I, for example, was born in Kenya, but I am a "natural born citizen." Not that I'd be crazy enough to want to be president. But the fact that the question even arises is troubling. Are military kids, born overseas, automatically ineligible? The constitution says that they're not. And are we really so terrified of foreign contamination that someone born to USA citizens on foreign soil is automatically suspect in some way?
Xenophobes really, really irritate me.
I always found it really odd that you had to be a US citizen from birth anyway. I guess it ties into the irrational fear of the English taking over again, but I fail to see why you wouldn't want to elect the best person for the job, regardless of where they were born.
Requiring them to become a citizen before taking office makes sense, but even most monarchies are happy for naturalized folk to become royalty.
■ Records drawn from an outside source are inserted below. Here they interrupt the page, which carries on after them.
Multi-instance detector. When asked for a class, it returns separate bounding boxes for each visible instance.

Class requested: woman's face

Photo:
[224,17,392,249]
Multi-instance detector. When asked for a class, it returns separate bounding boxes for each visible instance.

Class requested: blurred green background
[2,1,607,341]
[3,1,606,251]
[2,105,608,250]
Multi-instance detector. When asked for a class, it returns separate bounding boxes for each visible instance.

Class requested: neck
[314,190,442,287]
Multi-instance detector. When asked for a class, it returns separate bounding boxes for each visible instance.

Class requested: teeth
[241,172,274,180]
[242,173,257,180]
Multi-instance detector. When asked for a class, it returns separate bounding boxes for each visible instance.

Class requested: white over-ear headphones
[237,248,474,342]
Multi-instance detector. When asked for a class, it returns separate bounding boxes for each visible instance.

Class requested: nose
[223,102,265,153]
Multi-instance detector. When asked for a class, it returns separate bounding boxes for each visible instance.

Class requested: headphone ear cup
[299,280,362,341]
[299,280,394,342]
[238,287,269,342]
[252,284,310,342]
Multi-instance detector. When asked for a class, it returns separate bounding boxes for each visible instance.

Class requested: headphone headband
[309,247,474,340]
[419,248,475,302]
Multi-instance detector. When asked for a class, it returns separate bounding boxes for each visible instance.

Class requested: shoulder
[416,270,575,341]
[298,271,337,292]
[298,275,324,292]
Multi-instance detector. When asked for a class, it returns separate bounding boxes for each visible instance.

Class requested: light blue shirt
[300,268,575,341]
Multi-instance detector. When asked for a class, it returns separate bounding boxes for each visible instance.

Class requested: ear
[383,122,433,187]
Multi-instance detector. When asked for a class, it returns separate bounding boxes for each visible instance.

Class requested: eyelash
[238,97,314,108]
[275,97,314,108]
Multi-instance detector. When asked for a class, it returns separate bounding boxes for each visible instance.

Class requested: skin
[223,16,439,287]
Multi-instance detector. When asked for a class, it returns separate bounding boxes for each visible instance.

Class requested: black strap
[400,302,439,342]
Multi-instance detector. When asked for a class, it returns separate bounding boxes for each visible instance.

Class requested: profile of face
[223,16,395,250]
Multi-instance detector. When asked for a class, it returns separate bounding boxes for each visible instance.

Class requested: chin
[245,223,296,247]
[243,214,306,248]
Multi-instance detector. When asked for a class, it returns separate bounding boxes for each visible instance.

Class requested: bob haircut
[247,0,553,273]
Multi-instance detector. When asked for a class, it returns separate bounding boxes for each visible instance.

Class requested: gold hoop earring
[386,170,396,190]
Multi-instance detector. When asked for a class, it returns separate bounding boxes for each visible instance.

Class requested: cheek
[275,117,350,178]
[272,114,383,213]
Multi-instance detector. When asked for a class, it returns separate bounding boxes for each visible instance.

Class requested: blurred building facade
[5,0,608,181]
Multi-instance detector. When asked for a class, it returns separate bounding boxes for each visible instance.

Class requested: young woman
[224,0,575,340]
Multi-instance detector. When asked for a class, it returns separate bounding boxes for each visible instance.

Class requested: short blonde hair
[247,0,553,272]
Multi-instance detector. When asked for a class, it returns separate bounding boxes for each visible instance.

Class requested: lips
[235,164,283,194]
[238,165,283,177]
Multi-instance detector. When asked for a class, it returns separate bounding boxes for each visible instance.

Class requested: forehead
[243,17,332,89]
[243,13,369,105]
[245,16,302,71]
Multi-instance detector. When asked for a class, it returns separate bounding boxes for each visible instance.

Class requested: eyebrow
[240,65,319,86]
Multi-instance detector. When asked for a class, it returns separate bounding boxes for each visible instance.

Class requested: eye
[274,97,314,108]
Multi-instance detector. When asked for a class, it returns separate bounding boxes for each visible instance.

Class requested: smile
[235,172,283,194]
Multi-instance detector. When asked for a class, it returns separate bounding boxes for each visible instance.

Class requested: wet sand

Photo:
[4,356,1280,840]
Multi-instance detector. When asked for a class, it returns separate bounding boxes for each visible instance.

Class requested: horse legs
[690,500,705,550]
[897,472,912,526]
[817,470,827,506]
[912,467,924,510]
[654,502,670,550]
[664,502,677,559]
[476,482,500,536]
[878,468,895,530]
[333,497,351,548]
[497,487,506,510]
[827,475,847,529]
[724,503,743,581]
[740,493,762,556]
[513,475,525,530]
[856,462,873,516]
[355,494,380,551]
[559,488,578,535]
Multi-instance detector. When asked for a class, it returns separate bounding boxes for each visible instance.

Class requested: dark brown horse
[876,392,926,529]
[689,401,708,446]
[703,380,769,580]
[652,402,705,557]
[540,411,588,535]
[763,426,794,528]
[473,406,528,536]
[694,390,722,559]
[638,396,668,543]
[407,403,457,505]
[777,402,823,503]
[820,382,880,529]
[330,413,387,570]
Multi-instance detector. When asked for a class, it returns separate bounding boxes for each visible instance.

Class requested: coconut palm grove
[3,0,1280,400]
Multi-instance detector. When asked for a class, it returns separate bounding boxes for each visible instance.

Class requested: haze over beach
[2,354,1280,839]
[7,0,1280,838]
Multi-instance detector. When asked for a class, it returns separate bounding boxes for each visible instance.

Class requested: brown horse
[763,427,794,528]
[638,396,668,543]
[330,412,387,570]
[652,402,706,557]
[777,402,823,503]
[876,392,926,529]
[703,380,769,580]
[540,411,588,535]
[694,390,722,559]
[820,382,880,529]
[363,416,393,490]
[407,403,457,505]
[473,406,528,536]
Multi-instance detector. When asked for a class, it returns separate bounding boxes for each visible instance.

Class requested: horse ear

The Danish Princess Mary for example, who was originally an Aussie with no Danish ties at all.
First: These are people who don't want to see Barack Obama as president, and they are filing these lawsuits to try to accomplish that. That doesn't have anything to do with xenophobia. "Non-natural born citizen" is the method, not the purpose. There was a similar effort aimed at John McCain early in his candicacy, because he was born in the Panama Canal Zone (to American parents). That little hullabaloo died fairly quickly, but I imagine it would have flared up again had he won the national race.
Second: The issue certainly seems to be up in the air, since the qualification for president is really the only time that the term "natural-born citizen" is mentined in the Constitution. So while it comes up every so often, it has never been firmly decided, one way or the other. Foreign-born children of citizen parents are definitely citizens; whether they are "natural-born citizens" or simply "citizens" seems to still be in question. Wikipedia has a lengthy article on this:
http://en.wikipedia.org/wiki/Natural-born_citizen
McCain was born in Panama. Yes it was brought up early like the Obama issue was. They were both debunked early. This seems to be another irritating ploy on the uneducated and uninformed to sway votes.
I read some articles about how the issue is that he would get his father's citizenship (Kenyan). That makes no sense, though - if he was born in Hawaii (which I believe he was), then he would be a US citizen anyway, regardless of his parents' citizenship. If he was born out of the US, having one parent as a US citizen (with the proviso of a physical presence test which can end up being a problem if the US citizen parent has spent a significant part of his or her life overseas) guarantees US citizenship. I read in one place that some say his citizenship was changed to Indonesian when he was living there, but I've seen no evidence presented to support that. If that were the case, he would have needed a visa to travel to the US when he returned for school, and all of these things leave a paper trail. I also read an interesting article on Salon.com about conspiracy theorists wrt this controversy.
(And yes, I do have plenty of other things to do other than reading all these articles!)